Concatenation — Stacking DataFrames
pd.concat() stacks DataFrames vertically (rows) or horizontally (columns):
Vertical (Appending Rows)
import pandas as pd
df1 = pd.DataFrame({"id": [1, 2], "name": ["Alice", "Bob"]})
df2 = pd.DataFrame({"id": [3, 4], "name": ["Charlie", "Diana"]})
# Stack rows
combined = pd.concat([df1, df2], ignore_index=True)
# id name
# 0 1 Alice
# 1 2 Bob
# 2 3 Charlie
# 3 4 Diana
Horizontal (Adding Columns)
df_left = pd.DataFrame({"id": [1, 2, 3], "name": ["Alice", "Bob", "Charlie"]})
df_right = pd.DataFrame({"age": [25, 30, 35], "salary": [50000, 60000, 70000]})
combined = pd.concat([df_left, df_right], axis=1)
# id name age salary
# 0 1 Alice 25 50000
# 1 2 Bob 30 60000
# 2 3 Charlie 35 70000
Merge — SQL-Style Joins
pd.merge() combines DataFrames based on a key column:
customers = pd.DataFrame({
"customer_id": [1, 2, 3, 4],
"name": ["Alice", "Bob", "Charlie", "Diana"],
"city": ["NYC", "LA", "Chicago", "NYC"],
})
orders = pd.DataFrame({
"order_id": [101, 102, 103, 104],
"customer_id": [1, 2, 2, 5],
"amount": [100, 200, 150, 300],
})
Inner Join
Only rows with matching keys in both DataFrames:
result = pd.merge(customers, orders, on="customer_id", how="inner")
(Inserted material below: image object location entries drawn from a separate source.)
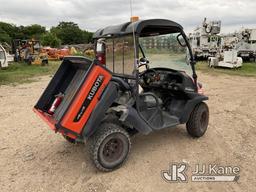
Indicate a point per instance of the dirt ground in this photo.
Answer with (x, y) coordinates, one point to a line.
(33, 158)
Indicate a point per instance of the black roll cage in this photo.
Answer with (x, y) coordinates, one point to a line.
(145, 28)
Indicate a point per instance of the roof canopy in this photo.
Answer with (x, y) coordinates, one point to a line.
(141, 28)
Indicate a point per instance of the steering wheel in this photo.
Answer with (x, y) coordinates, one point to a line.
(148, 76)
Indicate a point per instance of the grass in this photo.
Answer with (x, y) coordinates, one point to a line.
(248, 69)
(23, 73)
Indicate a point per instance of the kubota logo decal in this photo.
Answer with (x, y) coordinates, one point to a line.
(89, 98)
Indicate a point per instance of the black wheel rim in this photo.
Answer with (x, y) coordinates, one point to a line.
(113, 150)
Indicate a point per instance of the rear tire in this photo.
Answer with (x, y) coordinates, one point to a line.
(198, 121)
(109, 146)
(69, 139)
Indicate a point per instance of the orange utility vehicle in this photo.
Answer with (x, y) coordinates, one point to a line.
(128, 89)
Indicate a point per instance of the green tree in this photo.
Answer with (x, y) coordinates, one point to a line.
(50, 39)
(70, 33)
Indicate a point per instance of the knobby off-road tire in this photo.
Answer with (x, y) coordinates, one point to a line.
(70, 140)
(198, 121)
(109, 146)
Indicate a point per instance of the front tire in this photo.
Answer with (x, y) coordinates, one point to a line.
(198, 121)
(109, 147)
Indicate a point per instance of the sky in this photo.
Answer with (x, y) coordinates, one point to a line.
(94, 14)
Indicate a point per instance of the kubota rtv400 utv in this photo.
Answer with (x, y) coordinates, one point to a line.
(141, 81)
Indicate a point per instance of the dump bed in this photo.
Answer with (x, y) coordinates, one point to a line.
(80, 81)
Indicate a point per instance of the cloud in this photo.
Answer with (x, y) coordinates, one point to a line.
(91, 14)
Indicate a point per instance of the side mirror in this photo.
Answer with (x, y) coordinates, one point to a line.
(181, 40)
(143, 61)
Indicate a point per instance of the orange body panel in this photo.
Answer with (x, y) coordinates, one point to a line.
(47, 118)
(68, 120)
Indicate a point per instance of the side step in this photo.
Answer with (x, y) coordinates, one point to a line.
(167, 121)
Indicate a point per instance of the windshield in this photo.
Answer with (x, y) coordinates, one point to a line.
(165, 51)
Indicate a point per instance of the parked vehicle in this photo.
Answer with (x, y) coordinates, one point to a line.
(205, 40)
(126, 90)
(226, 59)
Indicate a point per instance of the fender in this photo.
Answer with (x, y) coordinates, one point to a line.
(190, 105)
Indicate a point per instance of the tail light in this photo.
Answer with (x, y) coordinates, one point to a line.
(56, 103)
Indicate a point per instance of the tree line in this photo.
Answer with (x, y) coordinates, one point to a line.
(65, 33)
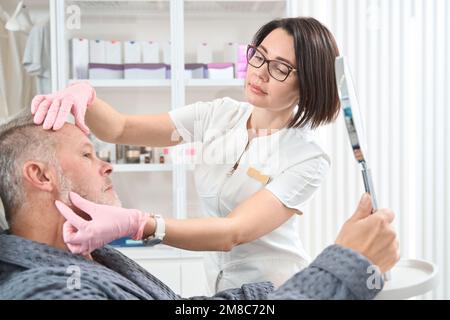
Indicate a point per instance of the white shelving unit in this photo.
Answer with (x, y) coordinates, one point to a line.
(183, 23)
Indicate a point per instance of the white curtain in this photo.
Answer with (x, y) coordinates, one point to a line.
(399, 55)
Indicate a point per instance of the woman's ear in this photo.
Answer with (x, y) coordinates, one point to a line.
(39, 175)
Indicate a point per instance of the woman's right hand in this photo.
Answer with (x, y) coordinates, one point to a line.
(53, 109)
(372, 235)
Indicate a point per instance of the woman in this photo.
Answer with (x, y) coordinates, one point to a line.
(253, 199)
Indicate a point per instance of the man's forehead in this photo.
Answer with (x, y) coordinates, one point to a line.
(71, 136)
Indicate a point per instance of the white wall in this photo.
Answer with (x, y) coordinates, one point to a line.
(398, 52)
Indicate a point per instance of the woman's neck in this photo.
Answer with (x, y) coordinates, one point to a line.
(266, 122)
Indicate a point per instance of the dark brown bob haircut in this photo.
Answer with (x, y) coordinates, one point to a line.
(315, 52)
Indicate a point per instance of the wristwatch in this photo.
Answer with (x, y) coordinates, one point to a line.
(160, 232)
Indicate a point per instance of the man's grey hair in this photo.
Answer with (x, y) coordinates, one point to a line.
(21, 140)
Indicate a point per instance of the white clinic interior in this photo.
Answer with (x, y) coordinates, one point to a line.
(398, 53)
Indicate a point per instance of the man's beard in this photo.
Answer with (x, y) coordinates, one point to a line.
(101, 197)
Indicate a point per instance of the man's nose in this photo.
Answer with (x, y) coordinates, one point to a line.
(106, 168)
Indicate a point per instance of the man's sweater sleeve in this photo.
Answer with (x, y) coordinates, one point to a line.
(337, 273)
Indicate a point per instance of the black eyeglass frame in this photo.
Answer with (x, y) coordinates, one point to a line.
(265, 60)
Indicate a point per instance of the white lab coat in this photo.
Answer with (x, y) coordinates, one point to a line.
(295, 164)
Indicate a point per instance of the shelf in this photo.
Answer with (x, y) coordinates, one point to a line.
(165, 83)
(166, 167)
(214, 83)
(128, 83)
(142, 167)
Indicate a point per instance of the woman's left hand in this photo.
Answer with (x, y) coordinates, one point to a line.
(108, 223)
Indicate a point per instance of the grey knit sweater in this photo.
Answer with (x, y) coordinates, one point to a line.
(31, 270)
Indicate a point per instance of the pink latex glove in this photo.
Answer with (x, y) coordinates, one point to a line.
(108, 223)
(53, 109)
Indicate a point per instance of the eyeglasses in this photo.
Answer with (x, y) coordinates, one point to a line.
(277, 69)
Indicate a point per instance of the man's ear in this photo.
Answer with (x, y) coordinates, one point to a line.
(39, 175)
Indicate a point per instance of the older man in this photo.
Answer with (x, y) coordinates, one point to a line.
(37, 168)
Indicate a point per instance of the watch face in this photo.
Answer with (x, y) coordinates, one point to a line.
(152, 242)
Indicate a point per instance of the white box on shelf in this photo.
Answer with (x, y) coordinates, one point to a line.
(97, 51)
(194, 70)
(166, 47)
(204, 53)
(150, 52)
(105, 71)
(113, 50)
(132, 52)
(80, 58)
(145, 71)
(230, 52)
(220, 71)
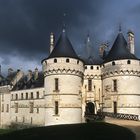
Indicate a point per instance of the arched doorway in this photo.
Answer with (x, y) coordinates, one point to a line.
(90, 108)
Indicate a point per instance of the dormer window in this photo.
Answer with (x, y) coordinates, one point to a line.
(67, 60)
(128, 62)
(77, 61)
(55, 60)
(91, 67)
(113, 63)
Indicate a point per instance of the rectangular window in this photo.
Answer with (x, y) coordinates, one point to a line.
(2, 97)
(89, 84)
(56, 108)
(37, 94)
(2, 110)
(26, 95)
(22, 96)
(12, 97)
(37, 110)
(56, 84)
(7, 109)
(32, 95)
(16, 96)
(31, 107)
(115, 85)
(16, 107)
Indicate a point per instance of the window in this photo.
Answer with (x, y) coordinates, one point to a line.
(37, 110)
(56, 84)
(89, 84)
(37, 94)
(23, 119)
(12, 96)
(2, 97)
(22, 96)
(32, 95)
(128, 62)
(16, 119)
(7, 109)
(113, 63)
(16, 107)
(31, 107)
(77, 61)
(55, 60)
(31, 120)
(16, 96)
(91, 67)
(115, 85)
(26, 95)
(2, 110)
(67, 60)
(56, 108)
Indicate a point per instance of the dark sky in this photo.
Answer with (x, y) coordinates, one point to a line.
(25, 26)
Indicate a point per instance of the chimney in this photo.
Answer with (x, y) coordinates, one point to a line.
(102, 49)
(36, 73)
(10, 71)
(29, 75)
(52, 40)
(131, 45)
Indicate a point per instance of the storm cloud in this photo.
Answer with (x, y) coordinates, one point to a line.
(25, 26)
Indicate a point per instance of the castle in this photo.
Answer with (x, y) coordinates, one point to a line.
(68, 87)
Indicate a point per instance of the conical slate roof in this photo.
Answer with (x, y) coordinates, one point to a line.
(119, 50)
(63, 48)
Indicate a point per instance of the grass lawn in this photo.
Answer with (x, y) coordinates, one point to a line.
(86, 131)
(4, 131)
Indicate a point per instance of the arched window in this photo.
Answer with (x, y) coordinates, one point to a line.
(32, 95)
(22, 96)
(128, 62)
(26, 95)
(16, 96)
(91, 67)
(113, 63)
(37, 94)
(77, 61)
(67, 60)
(55, 60)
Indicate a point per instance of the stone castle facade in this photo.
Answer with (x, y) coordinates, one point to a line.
(68, 87)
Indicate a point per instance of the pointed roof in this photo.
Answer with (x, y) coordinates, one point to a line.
(119, 50)
(63, 48)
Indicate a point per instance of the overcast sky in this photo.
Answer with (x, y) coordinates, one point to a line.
(25, 26)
# customer_id name city order_id amount
# 0 1 Alice NYC 101 100
# 1 2 Bob LA 102 200
# 2 2 Bob LA 103 150
Left Join
All rows from left (customers), matching rows from right:
result = pd.merge(customers, orders, on="customer_id", how="left")
# customer_id name city order_id amount
# 0 1 Alice NYC 101.0 100.0
# 1 2 Bob LA 102.0 200.0
# 2 2 Bob LA 103.0 150.0
# 3 3 Charlie Chicago NaN NaN
# 4 4 Diana NYC NaN NaN
Right Join
All rows from right, matching rows from left:
result = pd.merge(customers, orders, on="customer_id", how="right")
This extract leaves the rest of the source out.